Bonjour,
La formation intégrée à 20 ans est juste une illustration, mais c'est quand même troublant que dans certaines familles on fasse le même type de boulot et de formation depuis Napoléon III au moins... Les "coups de pouce familiaux" c'est tout au long de la vie de la personne.
On peut parler d'une méritocratie sur plusieurs générations, mais on ne peut pas passer de "vient d'une famille de base" à " grand patron" sur une seule vie.
On va prendre un exemple d'évolution au cours du temps pour illustrer:
18 ans prépa:
- N°1 vient de passer son bac en étant brillant, il postule à la prépa du coin car il ne sait même pas que selon la préparation on aura plus ou moins facilement un rang sympa au concours. Personne n'est là pour le conseiller, puisqu'il ne connait personne qui a fait ça avant.
- N°2 vient de passer son bac en étant bon (en province proche de l'usine de papa ou à Paris proche du bureau de papa on s'en fout). On lui conseille de postuler à la prépa qui va bien pour optimiser son rang au concours.
20 ans intégration:
- N°1 intègre une école moyenne +, ce qui est bien pour sa classe (dans le top 10%).
- N°2 intègre la même école, en étant dernier de la classe. Son grand-frère et son papa avaient mieux fait, comme papy, en gros il déroge.
23 ans 1° boulot:
- N°1 trouve un boulot facilement en production dans le trou du cul du monde. Il est formé pour, il est content, il fait bien l'affaire. Au pire il fait un ou 2 ans de presta pour se faire connaitre et être embauché par son client.
- N°2 est pistonné pour être le larbin d'un grand chef collègue de promo de papa, embauché direct (préparateur de réunion et de power point).
30 ans:
- N°1 s'est fait peu de contacts "utiles" pour la suite de sa carrière mais c'est devenu un professionnel reconnu dans son domaine. On lui propose la place de son chef. Il s'est marié avec une fille du coin de son usine, qui au mieux est dans la même situation que lui (au pire moins bien).

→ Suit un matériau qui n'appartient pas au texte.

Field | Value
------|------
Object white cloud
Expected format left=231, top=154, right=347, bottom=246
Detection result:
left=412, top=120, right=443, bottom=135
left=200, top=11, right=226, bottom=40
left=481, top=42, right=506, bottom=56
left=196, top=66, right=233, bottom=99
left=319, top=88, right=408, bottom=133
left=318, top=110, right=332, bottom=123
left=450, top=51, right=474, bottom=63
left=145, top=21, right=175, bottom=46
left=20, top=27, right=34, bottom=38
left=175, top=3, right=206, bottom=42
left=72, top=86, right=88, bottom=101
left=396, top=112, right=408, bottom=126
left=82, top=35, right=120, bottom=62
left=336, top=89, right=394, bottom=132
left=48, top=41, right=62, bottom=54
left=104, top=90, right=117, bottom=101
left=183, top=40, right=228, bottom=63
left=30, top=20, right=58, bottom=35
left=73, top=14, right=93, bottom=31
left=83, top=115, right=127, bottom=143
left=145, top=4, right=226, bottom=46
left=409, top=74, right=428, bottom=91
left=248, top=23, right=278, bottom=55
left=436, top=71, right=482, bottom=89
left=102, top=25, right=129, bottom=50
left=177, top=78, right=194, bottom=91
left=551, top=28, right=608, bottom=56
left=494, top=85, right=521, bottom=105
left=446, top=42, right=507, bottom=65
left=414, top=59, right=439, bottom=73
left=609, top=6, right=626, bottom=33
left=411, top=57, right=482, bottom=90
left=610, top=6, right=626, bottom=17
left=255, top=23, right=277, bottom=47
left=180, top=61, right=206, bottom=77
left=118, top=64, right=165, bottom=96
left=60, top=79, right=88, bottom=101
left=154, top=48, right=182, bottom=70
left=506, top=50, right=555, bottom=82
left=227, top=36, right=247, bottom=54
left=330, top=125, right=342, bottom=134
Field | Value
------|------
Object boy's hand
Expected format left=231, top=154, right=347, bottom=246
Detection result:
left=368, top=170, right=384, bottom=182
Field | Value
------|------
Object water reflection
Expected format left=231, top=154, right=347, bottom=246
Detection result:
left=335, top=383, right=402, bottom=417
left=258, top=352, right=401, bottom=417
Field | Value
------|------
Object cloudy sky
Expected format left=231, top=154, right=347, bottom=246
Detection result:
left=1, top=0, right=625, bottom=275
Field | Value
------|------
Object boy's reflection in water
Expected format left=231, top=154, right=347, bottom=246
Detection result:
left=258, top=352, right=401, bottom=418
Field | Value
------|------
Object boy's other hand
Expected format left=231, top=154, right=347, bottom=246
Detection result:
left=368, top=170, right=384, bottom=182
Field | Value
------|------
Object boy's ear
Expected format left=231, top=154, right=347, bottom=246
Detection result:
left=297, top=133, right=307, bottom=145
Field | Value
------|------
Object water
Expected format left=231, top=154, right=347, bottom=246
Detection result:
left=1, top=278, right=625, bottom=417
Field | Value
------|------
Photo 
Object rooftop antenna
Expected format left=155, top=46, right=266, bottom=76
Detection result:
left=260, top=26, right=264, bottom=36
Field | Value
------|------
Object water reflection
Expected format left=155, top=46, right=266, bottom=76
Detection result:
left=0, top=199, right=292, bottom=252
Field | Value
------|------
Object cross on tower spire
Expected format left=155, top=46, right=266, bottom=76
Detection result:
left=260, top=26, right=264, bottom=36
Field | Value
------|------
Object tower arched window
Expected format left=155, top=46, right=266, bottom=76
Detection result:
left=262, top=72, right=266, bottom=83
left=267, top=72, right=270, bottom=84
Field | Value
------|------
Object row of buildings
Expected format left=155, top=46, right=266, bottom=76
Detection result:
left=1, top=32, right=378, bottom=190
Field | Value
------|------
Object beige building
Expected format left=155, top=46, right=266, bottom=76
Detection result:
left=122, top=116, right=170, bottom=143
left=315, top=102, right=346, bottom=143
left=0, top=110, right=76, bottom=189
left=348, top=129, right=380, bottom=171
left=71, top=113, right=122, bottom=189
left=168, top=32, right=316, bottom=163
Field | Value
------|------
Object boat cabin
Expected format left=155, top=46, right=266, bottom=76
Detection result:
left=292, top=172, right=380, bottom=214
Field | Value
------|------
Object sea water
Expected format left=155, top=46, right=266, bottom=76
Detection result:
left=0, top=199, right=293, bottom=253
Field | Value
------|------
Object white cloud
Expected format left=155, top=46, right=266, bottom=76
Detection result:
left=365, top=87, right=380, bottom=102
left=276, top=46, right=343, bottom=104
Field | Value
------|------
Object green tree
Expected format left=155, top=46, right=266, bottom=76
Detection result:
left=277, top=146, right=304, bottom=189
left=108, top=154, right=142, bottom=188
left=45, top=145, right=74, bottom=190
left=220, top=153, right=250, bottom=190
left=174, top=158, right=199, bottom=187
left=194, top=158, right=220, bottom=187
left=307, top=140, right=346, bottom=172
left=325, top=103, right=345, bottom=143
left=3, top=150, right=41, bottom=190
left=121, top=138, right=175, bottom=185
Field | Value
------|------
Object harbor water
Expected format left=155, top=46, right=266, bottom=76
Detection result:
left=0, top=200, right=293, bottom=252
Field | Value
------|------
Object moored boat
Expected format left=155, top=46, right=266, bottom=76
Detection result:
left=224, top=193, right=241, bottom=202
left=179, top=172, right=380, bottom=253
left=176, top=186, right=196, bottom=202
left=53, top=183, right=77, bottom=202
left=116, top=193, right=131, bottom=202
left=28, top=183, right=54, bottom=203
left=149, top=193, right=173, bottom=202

- N°2 a eu le temps de "sucer" tous les chefs en haut de l'organigramme, il est classé comme haut potentiel par la boite, on lui paie même le MBA qui va bien. On ne se pose pas la question de ses qualités en rapport avec son métier (ingénieur), mais on parle de ses qualités de manager... Il s'est marié avec une fille du marketing/événementiel qui vient du même milieu que lui et qu'il voit tous les jours à la machine à café, ce qui lui permet de récupérer le réseau de beau-papa.
40 ans:
- N°1 va progresser gentiment à son rythme, et fera une carrière honorable, mais ne sera jamais en haut de l'organigramme d'un grand groupe. Il a 2 solutions: ou il part en PME pour être libre avec une grosse prise de risque ou il reste dans un grand groupe à suivre la grille d'évolution correspondant à son école.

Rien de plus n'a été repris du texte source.